The object returned by dimension.groupAll in Crossfilter does not have the standard all, top, or order methods. As a convenience, the reducer function produced by Reductio adds an all method to this object if it does not already exist.

reductio.groupAll(groupingFunction)

Takes a single argument: a function that takes a record from the data set (e.g. { foo: 'three', num: 2 }) and returns an array of keys of the groups that the record should be included in (e.g. [2,3]). This is a very simple example, but the same thing could be done for dates, with a function for a 5-day moving average returning an array of 5 dates.

data.dimension(function(d) { return d.num; });
filterDim = data.dimension(function(d) { return d.foo; });
groupAll = dim.groupAll();

reducer = reductio()
  .groupAll(function(record) {
    if(record.num === 5) {
      return [5];
    } else {
      return [record.num, record.num+1];
    }
  })
  .count(true);

reducer(groupAll);

Chaining aggregations

As seen above, aggregations can be chained on a given instance of reductio. For example:
reductio().count(true)
    .sum(function(d) { return d.bar; })
    .avg(true)(group);

Post-processing

Reductio adds a `post` function to your group. Calling this function returns an object on which you can make settings to allow you to post-process your data in useful ways.

group.post().cap(length)

Cap the output of your group so that it never exceeds `length` elements.
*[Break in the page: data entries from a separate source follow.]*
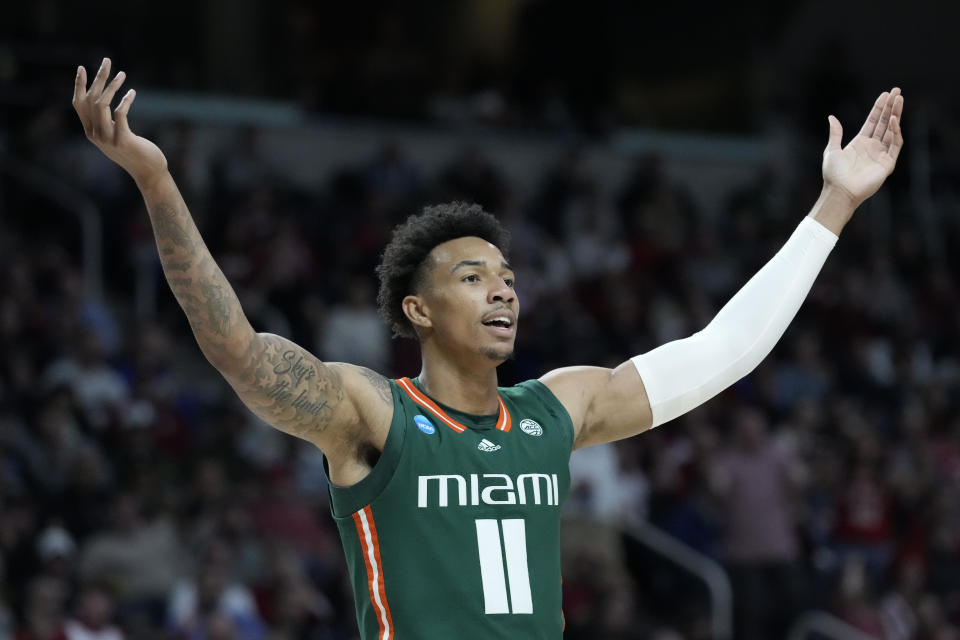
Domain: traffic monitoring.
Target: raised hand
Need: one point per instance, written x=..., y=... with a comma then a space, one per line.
x=861, y=167
x=142, y=159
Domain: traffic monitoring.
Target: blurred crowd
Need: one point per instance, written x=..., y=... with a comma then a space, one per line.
x=139, y=499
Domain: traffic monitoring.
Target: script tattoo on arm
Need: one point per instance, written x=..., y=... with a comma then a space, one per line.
x=288, y=387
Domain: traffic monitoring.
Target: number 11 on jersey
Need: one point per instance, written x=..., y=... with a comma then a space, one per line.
x=492, y=554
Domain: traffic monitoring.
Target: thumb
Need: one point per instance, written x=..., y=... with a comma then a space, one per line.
x=836, y=134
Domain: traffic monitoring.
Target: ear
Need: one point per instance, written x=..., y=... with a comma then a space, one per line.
x=416, y=310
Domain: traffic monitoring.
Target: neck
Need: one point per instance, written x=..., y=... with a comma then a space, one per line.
x=471, y=390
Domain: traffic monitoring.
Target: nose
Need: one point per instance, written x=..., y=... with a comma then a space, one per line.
x=501, y=292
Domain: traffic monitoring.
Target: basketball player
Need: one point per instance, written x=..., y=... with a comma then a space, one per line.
x=446, y=488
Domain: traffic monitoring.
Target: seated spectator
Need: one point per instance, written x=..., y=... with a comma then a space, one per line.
x=213, y=604
x=92, y=620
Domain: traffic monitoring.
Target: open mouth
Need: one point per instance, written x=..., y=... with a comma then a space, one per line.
x=501, y=322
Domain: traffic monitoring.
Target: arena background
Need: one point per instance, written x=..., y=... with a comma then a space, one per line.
x=648, y=157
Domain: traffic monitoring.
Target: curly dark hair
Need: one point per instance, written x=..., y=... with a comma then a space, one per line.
x=401, y=269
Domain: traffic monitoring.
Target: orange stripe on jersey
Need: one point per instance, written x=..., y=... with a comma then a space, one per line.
x=504, y=421
x=429, y=405
x=381, y=583
x=370, y=546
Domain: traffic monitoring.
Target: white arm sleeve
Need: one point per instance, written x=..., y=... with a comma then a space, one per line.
x=683, y=374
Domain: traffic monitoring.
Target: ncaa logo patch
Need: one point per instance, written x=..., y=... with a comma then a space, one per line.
x=531, y=427
x=486, y=445
x=424, y=424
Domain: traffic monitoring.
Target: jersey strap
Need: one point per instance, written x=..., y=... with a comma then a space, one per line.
x=370, y=545
x=504, y=421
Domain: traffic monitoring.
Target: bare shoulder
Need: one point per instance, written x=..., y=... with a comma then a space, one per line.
x=575, y=387
x=604, y=404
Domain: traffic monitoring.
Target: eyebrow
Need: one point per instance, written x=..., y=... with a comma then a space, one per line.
x=477, y=263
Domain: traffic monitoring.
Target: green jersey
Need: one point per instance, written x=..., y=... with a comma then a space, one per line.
x=456, y=531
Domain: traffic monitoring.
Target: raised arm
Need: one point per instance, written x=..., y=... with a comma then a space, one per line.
x=282, y=383
x=653, y=388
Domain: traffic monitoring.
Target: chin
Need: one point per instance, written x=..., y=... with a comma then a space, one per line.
x=499, y=355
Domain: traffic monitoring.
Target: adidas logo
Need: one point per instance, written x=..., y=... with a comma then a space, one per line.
x=486, y=445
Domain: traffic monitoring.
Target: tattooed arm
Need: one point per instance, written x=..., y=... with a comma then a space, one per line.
x=281, y=382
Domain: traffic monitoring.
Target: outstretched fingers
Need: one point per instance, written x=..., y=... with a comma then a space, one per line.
x=79, y=98
x=102, y=104
x=870, y=124
x=120, y=113
x=881, y=129
x=100, y=80
x=836, y=135
x=894, y=138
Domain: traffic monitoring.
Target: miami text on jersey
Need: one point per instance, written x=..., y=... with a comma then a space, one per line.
x=489, y=488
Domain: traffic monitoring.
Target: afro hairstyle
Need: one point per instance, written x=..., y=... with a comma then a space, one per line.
x=402, y=267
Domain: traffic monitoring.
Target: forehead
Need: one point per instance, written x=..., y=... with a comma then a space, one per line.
x=451, y=253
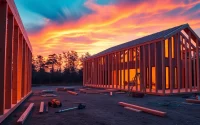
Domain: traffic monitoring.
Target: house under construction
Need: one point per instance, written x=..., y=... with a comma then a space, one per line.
x=165, y=62
x=15, y=60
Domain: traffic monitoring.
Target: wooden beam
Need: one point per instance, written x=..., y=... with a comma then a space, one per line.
x=177, y=41
x=112, y=70
x=124, y=54
x=186, y=68
x=23, y=67
x=106, y=71
x=128, y=60
x=197, y=64
x=8, y=79
x=19, y=79
x=170, y=65
x=136, y=66
x=150, y=69
x=41, y=107
x=144, y=109
x=15, y=65
x=132, y=109
x=117, y=76
x=163, y=66
x=109, y=71
x=144, y=70
x=23, y=117
x=190, y=63
x=73, y=93
x=3, y=38
x=193, y=101
x=156, y=66
x=147, y=42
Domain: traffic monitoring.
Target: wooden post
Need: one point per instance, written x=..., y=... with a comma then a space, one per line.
x=112, y=61
x=170, y=65
x=136, y=59
x=30, y=83
x=109, y=72
x=98, y=72
x=8, y=79
x=23, y=67
x=15, y=65
x=190, y=63
x=177, y=41
x=19, y=79
x=197, y=63
x=156, y=66
x=117, y=76
x=128, y=59
x=150, y=69
x=3, y=38
x=106, y=71
x=144, y=70
x=186, y=67
x=141, y=68
x=163, y=66
x=124, y=54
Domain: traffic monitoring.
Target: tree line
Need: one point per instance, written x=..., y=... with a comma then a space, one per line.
x=66, y=67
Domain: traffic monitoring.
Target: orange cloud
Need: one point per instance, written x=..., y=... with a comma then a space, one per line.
x=111, y=25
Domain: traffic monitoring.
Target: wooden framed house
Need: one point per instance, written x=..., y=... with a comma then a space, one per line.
x=166, y=62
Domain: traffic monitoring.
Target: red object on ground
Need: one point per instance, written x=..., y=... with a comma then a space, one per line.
x=73, y=93
x=193, y=101
x=144, y=109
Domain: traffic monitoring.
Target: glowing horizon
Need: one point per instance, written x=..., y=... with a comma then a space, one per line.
x=95, y=25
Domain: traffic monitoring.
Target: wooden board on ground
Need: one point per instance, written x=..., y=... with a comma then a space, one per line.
x=41, y=107
x=144, y=109
x=97, y=91
x=71, y=92
x=65, y=89
x=132, y=109
x=47, y=91
x=193, y=101
x=49, y=95
x=25, y=114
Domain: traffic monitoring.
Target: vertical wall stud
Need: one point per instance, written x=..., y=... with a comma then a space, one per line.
x=163, y=66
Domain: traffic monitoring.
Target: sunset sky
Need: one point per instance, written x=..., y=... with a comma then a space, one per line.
x=54, y=26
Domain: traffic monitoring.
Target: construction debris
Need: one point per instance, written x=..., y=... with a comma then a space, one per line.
x=25, y=114
x=41, y=107
x=47, y=91
x=71, y=92
x=132, y=109
x=144, y=109
x=80, y=106
x=193, y=101
x=49, y=95
x=97, y=91
x=55, y=103
x=65, y=89
x=47, y=108
x=120, y=92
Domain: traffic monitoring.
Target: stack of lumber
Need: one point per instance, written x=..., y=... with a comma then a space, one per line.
x=193, y=101
x=144, y=109
x=65, y=89
x=73, y=93
x=97, y=91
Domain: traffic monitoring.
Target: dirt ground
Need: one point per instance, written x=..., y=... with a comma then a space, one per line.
x=103, y=109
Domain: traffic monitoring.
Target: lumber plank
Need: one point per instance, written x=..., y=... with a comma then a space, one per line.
x=144, y=109
x=132, y=109
x=193, y=101
x=41, y=107
x=73, y=93
x=25, y=114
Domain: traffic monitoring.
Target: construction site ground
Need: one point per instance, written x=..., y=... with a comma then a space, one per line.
x=103, y=109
The last element will be an aggregation of the rest of the elements. It might be wise to set your groups order method on the Crossfilter group before using this.

reductio()
    .count(true)
    .sum('foo')
    .avg(true)(group);
group.post().cap(4)().length // 4 or less

Utilities

reductio().fromObject(parameters)

A utility that will allow you to assign directly to the inner object from which reductio creates its groupings.

Basic use:

reductio()
  .fromObject({
    sum: function(d){
      return d.foo;
    }
  })(group);

reductio().toObject()

Returns the current state of the reductio instance.